M. Bertrand, ingénieur des mines, est l'un des auteurs dont nous parlons. Ses développements sur quelques points de la théorie des sut faces isothermes orthogonales ont motivé un rapport dont nous extrayons le passage suivant:

«M. Bertrand a débuté, bien jeune encore, par des recherches fort remarquables sur la théorie mathématique de l'électricité, en prouvant le premier, d'une manière à la fois générale et simple, 1° que l'absence de l'électricité statique dans l'intérieur des corps conducteurs est une conséquence nécessaire de la loi du carré des distances; 2° que l'épaisseur de la couche en équilibre doit être nulle aux points où deux corps conducteurs se touchent. Il a depuis publié divers travaux de mécanique et d'analyse pure. Au mérite d'avoir résolu avec sagacité les questions dont il s'est occupé, il a su joindre celui de bien choisir ces questions elles-mêmes. C'est la marque d'un excellent, esprit.

«Le mémoire qu'il a soumis en dernier lieu au jugement de l'Académie nous paraît digne d'être approuvé par elle, et d'être inséré dans le Recueil des Savants étrangers

Certains passages du rapport sur le mémoire de M. Hermite ont été, pour M. Libri, l'occasion de soulever une réclamation de priorité à la suite de laquelle a eu lieu entre lui et M. Liouville un débat des plus vifs, qui a occupé la majeure partie de plusieurs séances. Nous regrettons que les académiciens qui, en très-petit nombre, sont en état de porter le flambeau de la vérité dans une discussion de ce genre, ne l'aient pas fait d'une manière explicite. Il est vraiment déplorable que le pour et le contre puissent être soutenus presque avec la même vraisemblance, à en juger par les comptes rendus, aux yeux de la plupart des académiciens eux-mêmes tout aussi bien qu'à ceux du public.

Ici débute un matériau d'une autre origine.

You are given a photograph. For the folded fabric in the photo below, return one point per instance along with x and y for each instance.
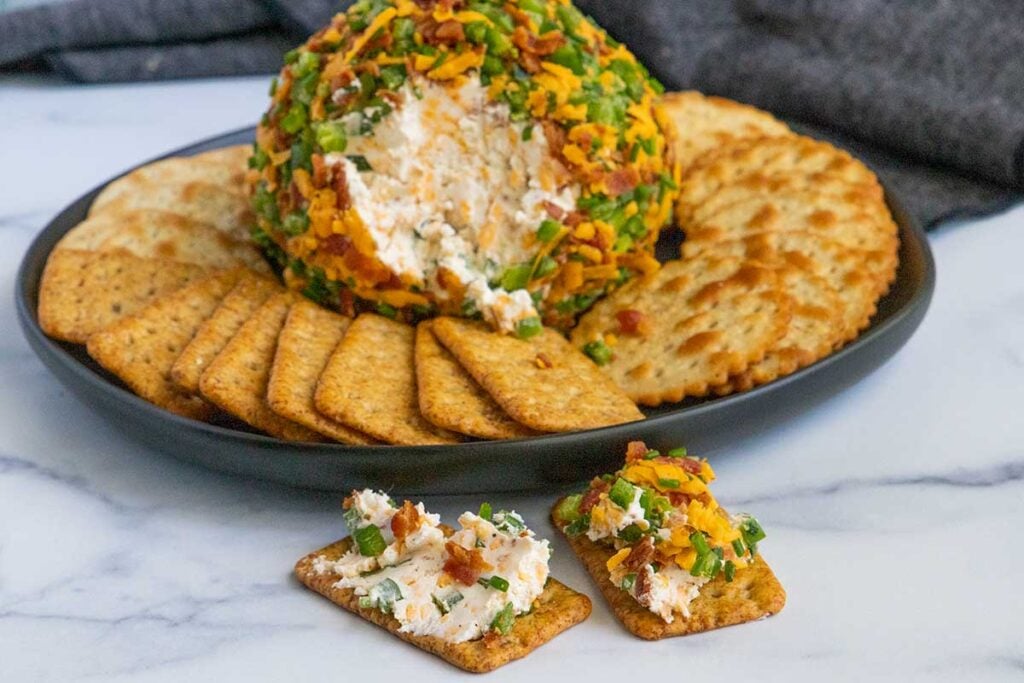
(930, 93)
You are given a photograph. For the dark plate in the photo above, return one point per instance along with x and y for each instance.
(536, 463)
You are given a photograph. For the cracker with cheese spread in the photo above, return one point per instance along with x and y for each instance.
(478, 597)
(668, 559)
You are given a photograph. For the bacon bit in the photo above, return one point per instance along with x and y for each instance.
(622, 180)
(336, 245)
(642, 588)
(341, 187)
(451, 32)
(633, 323)
(555, 211)
(636, 451)
(406, 521)
(320, 171)
(641, 555)
(593, 495)
(539, 45)
(463, 564)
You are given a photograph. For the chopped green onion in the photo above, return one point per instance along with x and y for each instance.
(599, 352)
(528, 328)
(370, 541)
(549, 230)
(504, 620)
(622, 493)
(568, 509)
(444, 604)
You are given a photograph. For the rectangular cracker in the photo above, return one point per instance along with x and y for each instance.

Origine de notre arithmétique.--Il y a déjà plusieurs années que M. Chasles, habile géomètre non moins que savant bibliophile, avait expliqué un passage fort obscur du célèbre Boèce, de manière à rendre fort probable que les chiffres étaient employés avec une valeur de position, comme dans notre système ordinaire de numération, dès le quatrième siècle de l'ère chrétienne. Quoique cette opinion ne fût pas nouvelle, puisqu'elle se trouve exprimée dans l'histoire des mathématiques de Montuela, M. Chasles la présentait avec tant de développements, la discutait d'une manière si plausible qu'elle attira au plus haut degré l'attention de toutes les personnes qui portent quelque intérêt à l'histoire des sciences. Cependant elle fut loin d'être admise sans contradiction. Parmi les adversaires les plus persistants de M, Chasles, il faut ranger M. Libri, qui, dans son Histoire des sciences mathématiques en Italie, avait signalé à la reconnaissance des Européens Fibonacci, connu sous le nom de Léonard de Pise, comme le premier qui eût, en 1202, publié dans son traité de l'Abacus et fait connaître aux chrétiens d'Occident la numération arabe. Mais depuis l'époque où cette question historique si importante a été soulevée, pas une année, ne s'est écoulée sans que de nouvelles preuves, chaque fois plus convaincantes, n'aient été apportées en faveur de l'opinion de M. Chasles. La communication faite par ce savant à l'Académie, au commencement de 1843, avait prouvé que, dès la fin du dixième siècle, notre compatriote Gerbert vulgarisait le système de numération exposé d'une manière si obscure par Boèce. Il est revenu sur ce sujet dans le courant de l'année, et voici ce qui résulte de sa plus récente lecture à l'Académie:

1° Nos chiffres actuels dérivent des apices de Boèce, lesquels ont été en usage dans les traités du moyen âge; les Arabes et les Hindous, au contraire, ont des chiffres très-différents des nôtres.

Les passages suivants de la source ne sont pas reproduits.